The difficulty of alignment
If you stop the human from receiving reward for eating ice cream, then the human will eat chocolate. And so on and so on. look at what stores have to offer that sugary but not ice cream or chocolate. You have to know in advance that liking apples and berries and milk AND HONEY will result in discovering and creating ice cream. In advance—that’s the point of ice cream metaphor.
And by the point that humanity understood connection between sugar and brain and evolution it made cocaine and meth. Because it is not about sugar but reward circuitry. So you have to select for reward circuitry that (and surrounding it apparatus) won’t invent cocaine before it does. In advance. Far in advance.
And some humans like cocaine so much that we could say that their value system cleanly revolves around the one single goal. Or may be there is no equal example of cocaine for AI. But then sugar is still valid. Because we are at “worm intelligence” (?) now in terms of evolution metaphor and it is hard to tell at this point in time will this thing make an ice cream truck sometime (5 to 10 years from now) in the future. But the you wrote a lot about why there is a better examples than evolution. But you also engaged with ice cream argument so i engaged with it too.
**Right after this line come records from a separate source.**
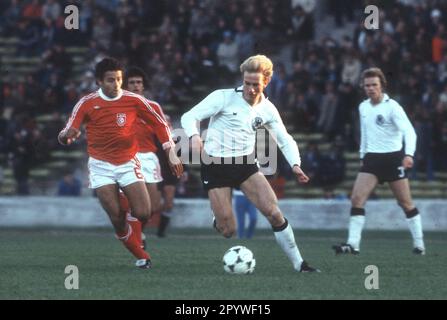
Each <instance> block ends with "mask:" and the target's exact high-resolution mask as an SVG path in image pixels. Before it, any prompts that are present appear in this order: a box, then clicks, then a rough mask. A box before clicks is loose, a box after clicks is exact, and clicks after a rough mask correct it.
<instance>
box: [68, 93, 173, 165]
mask: <svg viewBox="0 0 447 320" xmlns="http://www.w3.org/2000/svg"><path fill="white" fill-rule="evenodd" d="M153 106H154V104H153V103H152V102H151V101H149V100H147V99H146V98H144V97H142V96H140V95H137V94H135V93H132V92H129V91H125V90H122V92H121V93H120V94H119V95H118V96H117V97H115V98H109V97H107V96H105V95H104V94H103V93H102V91H101V89H99V90H98V91H97V92H94V93H92V94H90V95H88V96H85V97H83V98H82V99H81V100H80V101H79V102H78V103H77V104H76V106H75V107H74V109H73V112H72V114H71V117H70V119H69V121H68V123H67V125H66V126H65V128H64V130H63V131H62V132H64V131H66V130H68V129H70V128H73V129H75V130H79V129H80V127H81V125H82V124H85V129H86V134H87V151H88V154H89V156H90V157H92V158H95V159H97V160H102V161H107V162H109V163H111V164H114V165H120V164H123V163H127V162H128V161H130V160H131V159H132V158H133V157H134V156H135V154H136V153H137V151H138V150H139V144H138V141H137V135H136V126H135V125H134V124H135V123H136V122H138V121H141V119H142V120H144V122H145V125H147V126H150V127H151V130H152V132H153V133H154V135H155V136H157V138H158V140H159V141H160V143H161V144H162V147H163V149H165V148H167V147H170V146H171V145H172V144H173V142H172V139H171V131H170V130H169V127H168V124H167V123H166V122H165V120H164V118H162V117H161V115H160V114H159V113H157V112H156V111H155V110H154V109H153Z"/></svg>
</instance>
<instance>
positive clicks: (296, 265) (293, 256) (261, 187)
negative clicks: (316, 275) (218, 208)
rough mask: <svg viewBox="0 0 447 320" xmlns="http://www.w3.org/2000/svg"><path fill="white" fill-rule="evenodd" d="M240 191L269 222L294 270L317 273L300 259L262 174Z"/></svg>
mask: <svg viewBox="0 0 447 320" xmlns="http://www.w3.org/2000/svg"><path fill="white" fill-rule="evenodd" d="M241 190H242V192H244V194H245V195H246V196H247V198H248V199H249V200H250V201H251V202H252V203H253V204H254V205H255V206H256V208H258V209H259V211H261V213H262V214H263V215H264V216H265V217H266V218H267V220H268V221H269V222H270V224H271V226H272V228H273V231H274V235H275V238H276V242H277V243H278V244H279V246H280V247H281V249H282V250H283V251H284V252H285V253H286V255H287V256H288V258H289V259H290V261H291V262H292V264H293V267H294V269H295V270H297V271H300V272H312V271H319V270H317V269H314V268H312V267H309V266H308V265H307V263H306V262H305V261H304V260H303V258H302V257H301V253H300V251H299V249H298V246H297V245H296V242H295V236H294V234H293V230H292V227H291V226H290V224H289V223H288V221H287V219H285V218H284V216H283V214H282V212H281V210H280V209H279V207H278V199H277V198H276V195H275V193H274V191H273V189H272V187H271V186H270V184H269V183H268V181H267V179H266V178H265V176H264V175H263V174H261V173H260V172H257V173H255V174H253V175H251V176H250V177H249V178H248V179H247V180H245V181H244V182H243V183H242V184H241Z"/></svg>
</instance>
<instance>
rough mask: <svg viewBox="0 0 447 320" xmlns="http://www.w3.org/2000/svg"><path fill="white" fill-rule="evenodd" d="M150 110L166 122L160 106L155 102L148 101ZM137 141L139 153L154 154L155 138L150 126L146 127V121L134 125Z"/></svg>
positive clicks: (139, 119) (154, 151)
mask: <svg viewBox="0 0 447 320" xmlns="http://www.w3.org/2000/svg"><path fill="white" fill-rule="evenodd" d="M148 102H149V104H150V106H151V107H152V109H153V110H154V111H155V112H156V113H157V114H158V115H159V116H160V117H162V118H163V120H165V121H166V117H165V115H164V113H163V110H162V109H161V107H160V105H159V104H158V103H157V102H155V101H151V100H148ZM136 130H137V131H136V132H137V140H138V145H139V150H138V151H139V152H143V153H146V152H156V151H157V145H156V144H155V140H156V136H155V132H154V129H153V127H152V126H149V125H147V123H146V121H144V120H143V119H139V121H137V123H136Z"/></svg>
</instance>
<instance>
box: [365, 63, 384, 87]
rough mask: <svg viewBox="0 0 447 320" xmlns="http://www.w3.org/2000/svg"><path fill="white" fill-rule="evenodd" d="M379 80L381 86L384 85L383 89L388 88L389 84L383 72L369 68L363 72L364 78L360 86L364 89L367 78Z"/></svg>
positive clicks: (379, 68)
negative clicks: (362, 87)
mask: <svg viewBox="0 0 447 320" xmlns="http://www.w3.org/2000/svg"><path fill="white" fill-rule="evenodd" d="M375 77H377V78H379V80H380V84H381V85H382V89H385V88H386V85H387V82H386V78H385V75H384V74H383V71H382V70H380V68H369V69H366V70H365V71H363V72H362V77H361V81H360V86H361V87H363V83H364V81H365V78H375Z"/></svg>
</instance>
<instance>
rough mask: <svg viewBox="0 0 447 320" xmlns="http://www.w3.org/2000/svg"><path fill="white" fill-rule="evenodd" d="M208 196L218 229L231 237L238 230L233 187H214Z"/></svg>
mask: <svg viewBox="0 0 447 320" xmlns="http://www.w3.org/2000/svg"><path fill="white" fill-rule="evenodd" d="M208 197H209V199H210V202H211V209H212V210H213V213H214V217H215V219H216V220H215V223H216V225H215V227H216V229H217V230H218V231H219V232H220V233H221V234H222V235H223V236H224V237H225V238H231V237H232V236H233V235H234V234H235V232H236V219H235V218H234V214H233V204H232V203H231V188H229V187H224V188H213V189H211V190H209V191H208Z"/></svg>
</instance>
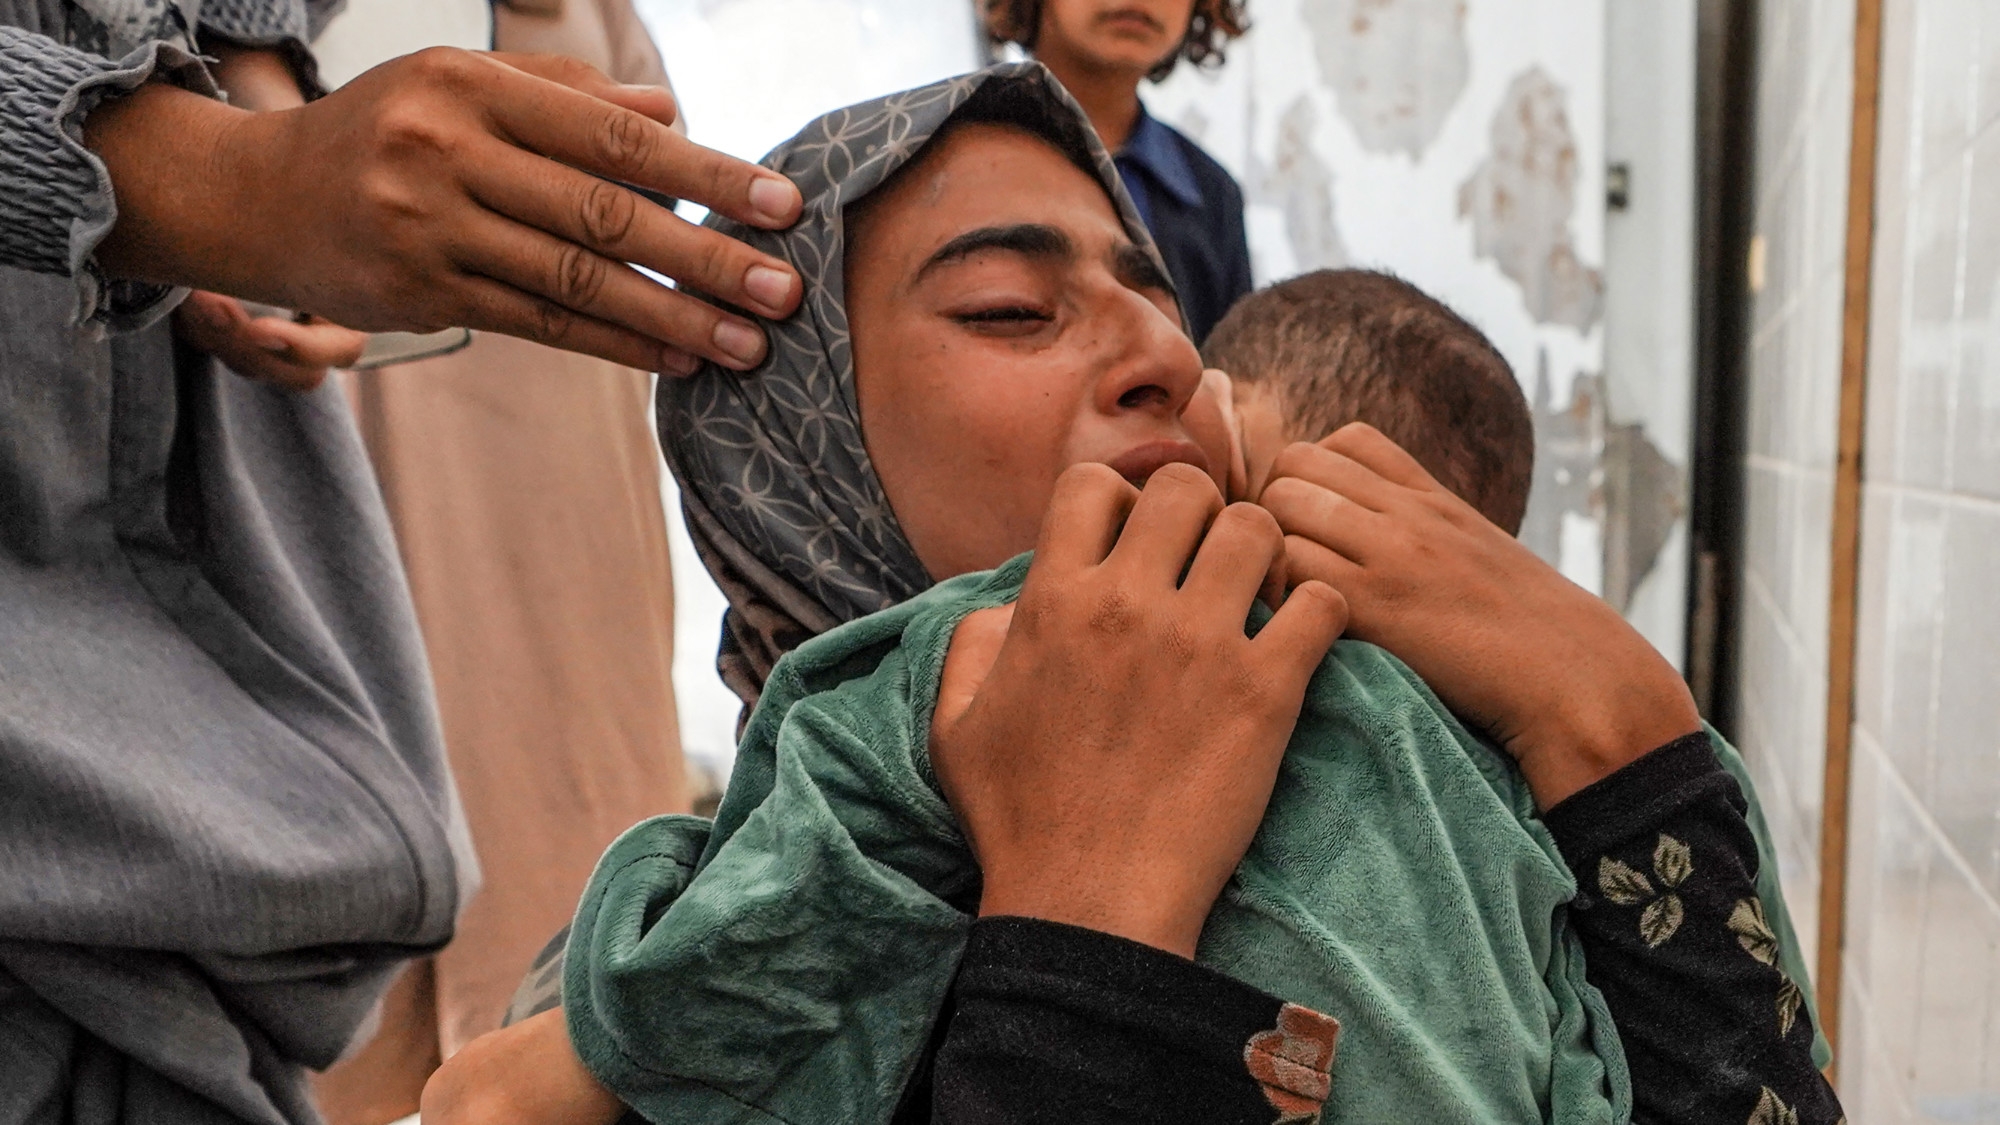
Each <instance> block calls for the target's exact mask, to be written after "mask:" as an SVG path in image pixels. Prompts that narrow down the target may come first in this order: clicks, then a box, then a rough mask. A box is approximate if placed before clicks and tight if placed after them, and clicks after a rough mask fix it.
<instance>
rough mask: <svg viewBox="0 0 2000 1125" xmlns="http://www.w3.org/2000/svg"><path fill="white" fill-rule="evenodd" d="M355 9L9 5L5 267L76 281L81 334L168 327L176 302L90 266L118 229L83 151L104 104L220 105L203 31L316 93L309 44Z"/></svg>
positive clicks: (1, 177)
mask: <svg viewBox="0 0 2000 1125" xmlns="http://www.w3.org/2000/svg"><path fill="white" fill-rule="evenodd" d="M344 2H346V0H206V2H204V0H0V266H18V268H24V270H34V272H46V274H68V276H72V278H74V282H76V302H74V308H72V310H70V312H72V316H74V318H76V322H88V320H98V322H102V324H106V326H110V328H114V330H118V328H136V326H142V324H146V322H150V320H154V318H158V316H162V314H164V312H166V310H168V308H172V304H174V302H176V300H178V296H180V294H178V290H172V288H166V286H142V284H130V282H110V280H108V278H106V276H104V274H102V270H98V266H96V262H94V260H92V254H94V252H96V246H98V242H102V240H104V234H108V232H110V228H112V222H114V220H116V218H118V206H116V202H114V198H112V182H110V174H108V172H106V168H104V162H102V160H98V158H96V154H92V152H90V150H88V148H84V144H82V122H84V118H86V116H88V114H90V110H94V108H96V106H98V104H100V102H102V100H104V98H108V96H116V94H124V92H130V90H136V88H138V86H142V84H144V82H150V80H164V82H172V84H176V86H184V88H188V90H194V92H198V94H208V96H216V86H214V82H212V80H210V76H208V70H206V68H204V66H202V64H200V60H198V58H196V56H194V50H196V42H194V30H196V28H200V30H202V32H212V34H218V36H224V38H230V40H234V42H240V44H246V46H272V48H278V50H282V52H284V54H286V58H288V60H290V62H292V68H294V72H296V74H298V78H300V82H302V86H306V90H308V92H316V88H318V74H316V68H314V64H312V52H308V50H306V40H308V38H310V36H312V34H316V32H318V28H320V26H324V24H326V20H328V18H332V14H334V12H338V10H340V8H342V4H344Z"/></svg>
Why aren’t other people as pessimistic as Yudkowsky?
As much as i agree with EY, even for me a thought “they should spend 10 times as much in alignment research than in capability increasing research” truly alien and counterintuitive. I mean “redistribution” not “even more money and human resourses”. And for people whose money and employees i am now so brazenly boss here this kind of thinking even more alien and counterintuitive.
I can see that most of your disagreement here comes from different value theory and how fragale human value is. And it is a crux of the matter on “99% and 100%”. That’s why you wrote ^[4].
I expect there are pretty straightforward ways of leveraging a 99% successful alignment method into a near-100% successful method by e.g., ensembling multiple training runs, having different runs cross-check each other, searching for inputs that lead to different behaviors between different models, transplanting parts of one model’s activations into another model and seeing if the recipient model becomes less aligned, etc

It would be great if you are right. But you wrote ^[4] and this is prime example of “They’re waiting for reality to hit them over the head”. If you are wrong on value theory then this 1% is what differentiate “inhuman weirdtopia” from “weird utopia” of post-ASI world in the best case.

Overall. You have different views on what is AGI, and what is a superintelligence, and your shard theory of human values. But you missed “what is G means in AGI” argument. And did not engage in “how to think about superintelligence” part (and it is superimportant). And missed “ice cream” argument. The shard theory of values i did not know, may be i will read it now—is seems major point in your line of reasoning.